Набоков Владимир
Второе добавление к 'Дару'
В. В. Набоков
Второе добавление к "Дару"
Г. В. Лапина (перевод), 2001
"Второе добавление к "Дару"", самое большое из до сих пор неопубликованных художественных произведений Набокова, представляет собой своего рода отсроченный пролог к роману, который часто считают шедевром русской литературы двадцатого века.
Хотя Набоков ненавидел Гитлера и был женат на еврейке, от которой у него был сын, он провел тридцатые годы в Германии, среди последних осколков русского Берлина, и уехал во Францию - куда большинство эмигрантов перебралось уже более десяти лет назад - лишь в 1937 году: он настолько ушел в работу над "Даром", своим последним, самым большим и, быть может, самым лучшим русским романом, что просто не в силах был сдвинуться с места.
В некотором смысле "Дар" представляет собой панегирик русской эмиграции и тому, что сам Набоков и другие изгнанники потеряли, покинув родину. Но, с другой стороны, он принадлежит к европейской литературной традиции и намеренно бросает вызов "Портрету художника в юности" и "Улиссу" Джойса, а также "В поисках утраченного времени" Пруста.
"Дар" - это портрет молодого Федора Годунова-Чердынцева, который созревает как писатель в эмигрантском Берлине. Джойс в "Улиссе" иронически обыгрывает гомеровскую тему поиска отца сыном: Стивена и Блума не связывают ни кровные, ни духовные узы, а в ответ на предложение Блума поселиться у него в доме Стивен уходит в ночь. В "Даре" Федор неустанно ищет своего отца, князя Константина Годунова-Чердынцева, знаменитого лепидоптеролога и исследователя Средней Азии, не вернувшегося из своей последней экспедиции 1917 года, в которую сын просил взять его с собой.
Вторая из пяти длинных глав "Дара" рассказывает о попытке Федора написать биографию своего отца и вызвать к жизни очарование экспедиций за неизвестными науке бабочками. Сначала Федор кажется нам объективным свидетелем путешествия, затем - сыном, которому позволено сопровождать отца, а после этого - самим отцом, описывающим захватывающее дух странствие по незабываемо-странному раю, где он дает имена новым видам - если не на каждом шагу, то каждый раз, когда на глаза ему попадается бабочка, доселе неведомая науке. В каком-то смысле это личная компенсация Набокова за ту лепидоптерологическую экспедицию в Среднюю Азию, куда он, если б не помешала революция, отправился бы после окончания школы в 1918 году, возможно, вместе с великим русским натуралистом Г. Е. Грум-Гржимайло.

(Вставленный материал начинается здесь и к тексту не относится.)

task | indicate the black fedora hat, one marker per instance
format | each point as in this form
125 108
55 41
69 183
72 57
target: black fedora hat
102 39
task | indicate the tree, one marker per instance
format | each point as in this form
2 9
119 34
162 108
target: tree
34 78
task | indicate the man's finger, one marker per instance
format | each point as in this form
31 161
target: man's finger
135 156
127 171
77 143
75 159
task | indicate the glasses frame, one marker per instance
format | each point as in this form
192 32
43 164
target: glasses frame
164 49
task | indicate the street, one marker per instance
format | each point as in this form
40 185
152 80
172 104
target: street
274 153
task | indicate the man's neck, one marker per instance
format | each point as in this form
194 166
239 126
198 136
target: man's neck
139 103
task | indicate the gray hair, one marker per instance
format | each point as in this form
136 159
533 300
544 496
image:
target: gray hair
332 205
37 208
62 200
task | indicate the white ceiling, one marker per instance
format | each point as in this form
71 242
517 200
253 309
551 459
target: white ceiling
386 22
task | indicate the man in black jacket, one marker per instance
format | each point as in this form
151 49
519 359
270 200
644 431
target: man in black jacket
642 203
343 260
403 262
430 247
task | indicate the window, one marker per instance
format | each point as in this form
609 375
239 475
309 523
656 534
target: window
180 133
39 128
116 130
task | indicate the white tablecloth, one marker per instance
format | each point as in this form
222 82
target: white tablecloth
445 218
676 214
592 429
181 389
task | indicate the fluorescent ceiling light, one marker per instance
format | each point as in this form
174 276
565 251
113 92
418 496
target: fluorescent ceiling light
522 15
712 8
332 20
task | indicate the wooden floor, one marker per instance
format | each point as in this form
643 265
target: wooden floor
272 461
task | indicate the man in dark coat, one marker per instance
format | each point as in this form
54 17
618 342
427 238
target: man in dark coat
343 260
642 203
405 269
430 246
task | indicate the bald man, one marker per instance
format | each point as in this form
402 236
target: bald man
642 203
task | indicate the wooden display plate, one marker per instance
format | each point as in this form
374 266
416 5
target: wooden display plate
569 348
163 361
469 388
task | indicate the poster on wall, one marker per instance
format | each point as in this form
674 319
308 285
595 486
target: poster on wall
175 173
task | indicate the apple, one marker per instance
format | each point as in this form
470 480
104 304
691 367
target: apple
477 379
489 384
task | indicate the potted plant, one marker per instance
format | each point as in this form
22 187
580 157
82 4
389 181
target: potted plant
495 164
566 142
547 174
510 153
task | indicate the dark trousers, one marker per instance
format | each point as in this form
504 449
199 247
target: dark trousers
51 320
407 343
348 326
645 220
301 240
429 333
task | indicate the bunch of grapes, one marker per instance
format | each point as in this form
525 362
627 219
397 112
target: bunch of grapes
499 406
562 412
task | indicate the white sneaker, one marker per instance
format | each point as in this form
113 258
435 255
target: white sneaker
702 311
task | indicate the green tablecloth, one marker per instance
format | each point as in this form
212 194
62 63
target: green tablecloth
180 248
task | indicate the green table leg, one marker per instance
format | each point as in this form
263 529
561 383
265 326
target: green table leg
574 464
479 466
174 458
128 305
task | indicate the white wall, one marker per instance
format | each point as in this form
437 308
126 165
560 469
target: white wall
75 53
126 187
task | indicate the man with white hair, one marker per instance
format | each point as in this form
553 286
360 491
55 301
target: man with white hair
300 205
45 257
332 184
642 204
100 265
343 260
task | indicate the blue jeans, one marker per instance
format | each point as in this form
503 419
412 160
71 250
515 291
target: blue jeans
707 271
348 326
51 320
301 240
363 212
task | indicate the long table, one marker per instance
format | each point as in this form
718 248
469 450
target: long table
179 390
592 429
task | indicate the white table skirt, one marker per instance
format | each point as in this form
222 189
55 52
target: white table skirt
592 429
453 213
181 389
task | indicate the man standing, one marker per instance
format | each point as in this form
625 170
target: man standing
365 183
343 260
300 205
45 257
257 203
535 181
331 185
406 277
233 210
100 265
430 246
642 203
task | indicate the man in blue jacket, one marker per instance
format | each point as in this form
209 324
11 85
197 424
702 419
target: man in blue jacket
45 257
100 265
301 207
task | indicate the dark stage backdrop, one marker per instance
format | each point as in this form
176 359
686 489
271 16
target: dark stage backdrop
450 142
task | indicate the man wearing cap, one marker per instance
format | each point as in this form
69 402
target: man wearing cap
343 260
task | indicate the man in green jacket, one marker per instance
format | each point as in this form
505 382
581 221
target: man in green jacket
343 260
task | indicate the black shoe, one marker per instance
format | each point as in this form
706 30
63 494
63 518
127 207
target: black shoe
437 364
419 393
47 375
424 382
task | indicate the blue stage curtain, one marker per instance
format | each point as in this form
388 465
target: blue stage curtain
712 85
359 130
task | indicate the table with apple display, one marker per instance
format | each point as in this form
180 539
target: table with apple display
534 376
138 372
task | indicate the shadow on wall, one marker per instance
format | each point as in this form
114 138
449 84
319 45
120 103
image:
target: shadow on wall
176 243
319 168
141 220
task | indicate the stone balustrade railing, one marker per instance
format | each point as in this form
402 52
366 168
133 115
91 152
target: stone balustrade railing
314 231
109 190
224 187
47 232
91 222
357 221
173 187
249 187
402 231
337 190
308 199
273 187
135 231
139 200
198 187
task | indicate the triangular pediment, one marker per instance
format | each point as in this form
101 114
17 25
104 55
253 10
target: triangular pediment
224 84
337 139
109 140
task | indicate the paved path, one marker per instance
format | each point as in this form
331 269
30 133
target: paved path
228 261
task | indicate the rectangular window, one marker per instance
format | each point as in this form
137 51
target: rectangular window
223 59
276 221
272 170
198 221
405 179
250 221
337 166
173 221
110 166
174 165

Несмотря на кропотливые разыскания, Федор отказывается от идеи написать жизнеописание отца, которая представляется ему "травлей мечты", и через несколько месяцев принимается за другую работу. Когда он писал незаконченную книгу об отце, то чувствовал, что в каком-то смысле его вдохновляет Пушкин, чистота пушкинской прозы, ясность пушкинской мысли. Теперь он неожиданно для самого себя пишет жестоко-критическое жизнеописание Чернышевского, любимого писателя Ленина, предвосхитившего в своем творчестве социалистический реализм, который был провозглашен официальной эстетикой сталинского Советского Союза именно в то время, когда Набоков приступил к "Дару". Федор издевается над эстетическими взглядами Чернышевского, над его непониманием искусства и Пушкина, но при этом восхищается тем мужеством, с которым тот противостоял царскому режиму, ответившему ему ссылкой в Сибирь. Жизнь Чернышевского на севере Средней Азии столь же бледна и пуста, сколь счастливыми и щедрыми были дни, проведенные чуть южнее от этих мест Константином Годуновым-Чердынцевым.
Если осуществленность, которую Федор пытался показать в жизнеописании отца, это - говоря языком Гегеля - тезис, еще не вполне заслуженный, а биография Чернышевского - антитезис, жизнь неосуществлений и разочарований, то рассказанная Федором история собственной жизни, сам роман "Дар", становится синтезом: он соединяет первоначальное раздражение героя эмигрантским бытием с ретроспективным осознанием того, что очевидные неудачи прошлого скрывали благой узор судьбы, которая подарила ему подлинную любовь, Зину Мерц, и позволила его искусству обрести полную зрелость. Перед самым завершением романа он видит жутковато-реальный, вещий сон о своем отце, который, как ему кажется, подает ему знак одобрения его работы и вручает ключи от щедрых даров судьбы. Как и прустовский Марсель, только намного острее, Федор чувствует, что он должен написать историю собственной жизни, понимая, что время отнюдь не утрачено.